Corpus searching with AC/DC

Concordances - Context - Search strings

A concordance - concordância - finds all the sentences containing the search word or phrase, and lists them in a standard format - in this case, in order of occurrence in the corpus, with the search phrase emboldened. (Other programs allow more control over the layout of the output)

Extract from concordance of SEMPRE (14.1.2002)

É uma das mais antigas discotecas do Algarve, situada em Albufeira, que continua a manter os traços decorativos e as clientelas de sempre . e continua a manter os traços decorativos e as clientelas de sempre. É um pouco a versão de uma espécie de «outro lado» da n

E razão desta escolha é, obviamente, a progressão demente da Frente Nacional, que prospera sempre a apontar o imigrante como bode expiatório e simultaneamente como a fonte de todos males do povo francês.

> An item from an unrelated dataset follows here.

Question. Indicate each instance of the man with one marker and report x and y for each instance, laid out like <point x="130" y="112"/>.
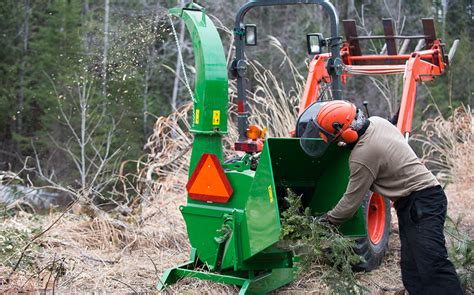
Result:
<point x="383" y="162"/>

Carrington fez sempre questão de salientar que as hipóteses de sucesso do cessar-fogo dependem sobretudo dos beligerantes .-

Com argumentos economicistas e de operacionalidade, o Executivo de Cavaco Silva sempre se escusou a concretizar o SIED, cujas competências foram, entretanto, transferidas para o SIM (Serviços de Informações Militares) , por via de um polémico acto administrativo do Governo, que assim chamava a si matérias da exclusiva competência da AR.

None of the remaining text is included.